Imagine… You have a history of binge eating and you are in an active recovery. You are finally finding what foods work for you, what your triggers are, and how to manage the cravings and urges when they strike. You are really feeling good about life and have created a solid environment to fuel your success.
Then all the sudden you are on vacation in Europe for your honeymoon, surrounded by pastries, croissants, and a “laissez faire” attitude. It’s vacation, so you can have all the treats you want right?! This is when the bingeing is ok!
Wrong. Well not completely wrong, but mostly wrong. Here’s why…

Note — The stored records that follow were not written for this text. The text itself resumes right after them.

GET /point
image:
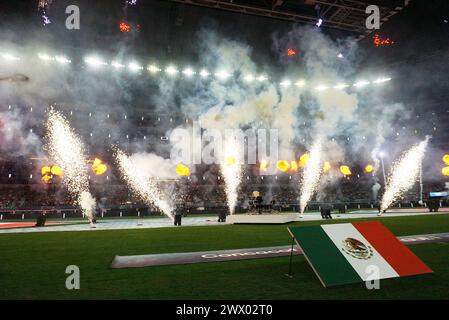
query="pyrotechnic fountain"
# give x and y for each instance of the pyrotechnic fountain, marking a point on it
(311, 175)
(141, 184)
(404, 174)
(67, 150)
(232, 173)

I haven’t put in months and years of hard work to let my brain trick me into believing that spending my honeymoon bingeing on Austrian donuts and French croissants is OK just because I am in Europe. But more importantly, the shift that I have finally made in life is that it’s not about “letting” myself eat all the things. This time around, I didn’t WANT to eat all the things, because it simply wasn’t worth it to me.
One of the most monumental concepts that the Whole30 has taught me over the past few years is the idea of “worth it” foods. Being a binge eater, I used to not let any of the thoughts distract me from my mission to eat every sugar and carb filled treat in my path. I wouldn’t let my brain or body decide if any of those foods were worth the physical and emotional feelings I would deal with for the next week. All I cared about was satisfying the craving and then eating uncontrollably until I was physically sick.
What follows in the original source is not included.